Normal yaşantıma dönebileceksem neden onun evinde kalıyordum benim zaten bir evim vardı ve onunda güvenlik sistemini babaannem halletmişti. "Niye evlendiniz mi?" diye sordu ablam gözlerim şokla açıldı.
Evlilik benim korktuğum bir seydi. Evlilik benim olmasa da beni bitiren bir şeydi. Evlilik konusu.. neyse sakinim.
"Saçma sapan konuşma Helin, Vera daha küçük" diyen Dedemle istemsizce güldüm bakışları keskin bir şekilde bana döndüğünde gülüşümü toparladım.

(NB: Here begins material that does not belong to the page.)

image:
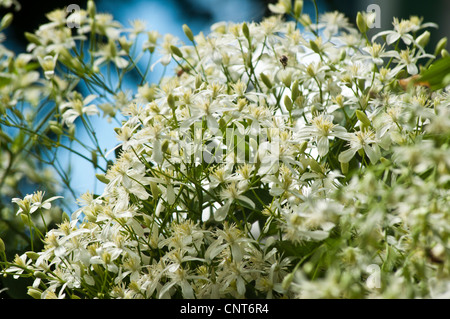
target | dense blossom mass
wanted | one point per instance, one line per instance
(284, 158)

"Ben evlenince de öyle diyordun dede bak şimdi çocuğum var. Küçük dediğin kız kucağına torun verebilecek yaşta" ablam kesinlikle yangına körükle gidiyordu masada ablam eniştem babaannem dışında kimse gülmüyordu her ne kadar Siraç'a bakmak istesem de babam bu sefer bunu engelliyordu.

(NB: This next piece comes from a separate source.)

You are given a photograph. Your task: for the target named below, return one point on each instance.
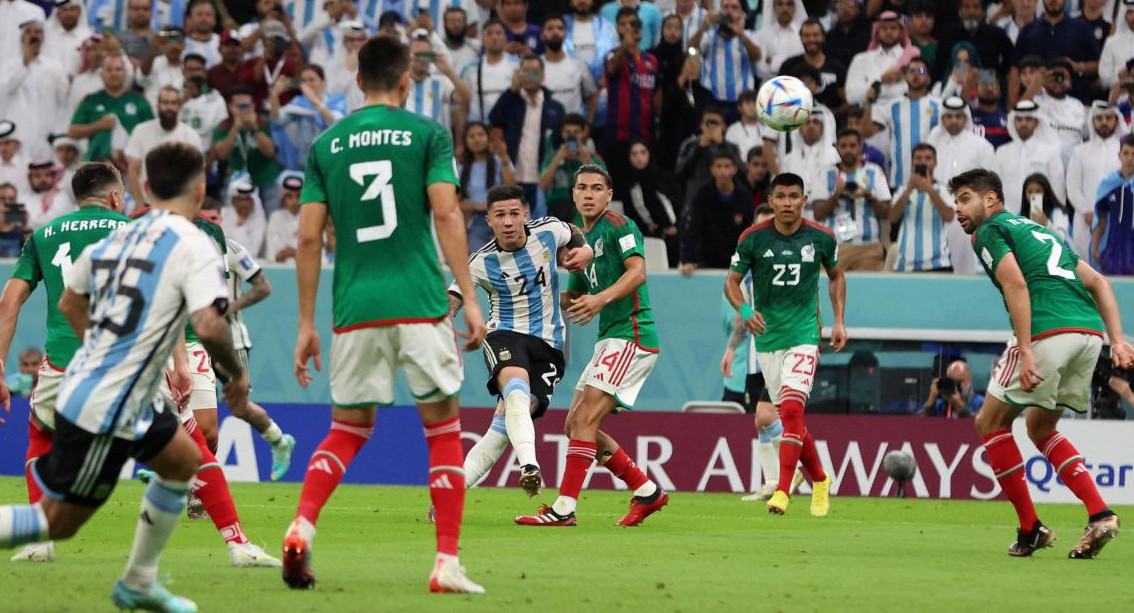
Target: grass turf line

"Ben onu mu diyorum güzel torunum bu it evlenilecek adamdı etrafı düzgün temiz kimsenin etlisine sütlüsüne karışmazdı yalan yok çok düştüm peşine bir açığını yakalamak için. Bu öyle değil Kurt'a güveniyorum ama onun bir ailesi olabilmesi için dünyaya tekrar gelebilmesi gerekiyor, bu işlere hiç bulaşmamış olması gerekiyor. Size anlatamasakta Kurt'un nasıl biri olduğunu az çok anladınız. Hiç olmaz diyip hevesini kırmak istemiyorum güzelim ama onun bir ailesi olabilmesi için-"

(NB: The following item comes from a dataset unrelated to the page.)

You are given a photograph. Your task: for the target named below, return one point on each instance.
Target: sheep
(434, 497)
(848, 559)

"Kurt bütün bu işleri bitirdiğinde, aile olabilecek kadar temiz bir hayat sunabildiğinde kısacası Kurt eve döndüğünde bir ailesi olabilir" diye dedemin yarım bıraktığı cümleyi Siraç tamamladı.
Attığı mesaj geldi aklıma
"Ama Kurt'un çocuğu olamaz, Kurt eve dönmeden onun bir ailesi olamaz."
Hiçbir şey hissetmeyen bir gülüş peyda oldu dudaklarımda sonrasında yemek çok sakin geçmişti günlük konulardan konuşmuştuk ama benim aklım korktuğum evlilikteydi.
"Vera" ablamın seslenmesiyle ona döndüm "Efendim dalmışım" dedim yüzünde düşüncelerimi anladığını belli eden bir gülümseme oldu.
"Sana diyoruz güzelim bir araba alalım istersen" dediğinde omuz silktim "Olur bu mercedesin yeni 720 derece dönen arabası çıkmış onu alalım" dediğimde dedem içmekte olduğu suyu öksürerek yuttu babam keyifle güldü.
"Benim emekli maaşım yetmez baban alsın" dediğinde güldüm "Yeter niye yetmesin sanki emekli maaşıyla geçinip gidiyorsun Bozok" babaannem dedeme kızdığında dedem homurdanıp masadan kalktı "Damat gel bir tavla oynayalım seninle" dediğinde eniştem gerilse de tamam diyip dedeme eşlik etti.
Babaannemin yanında gelen yardımcı kız masayı hızlıca topladı gözleri arada bir Siraç'a değse de benim bakışlarımı görünce önüne dönüyordu. Doğru olanı yapıyordu.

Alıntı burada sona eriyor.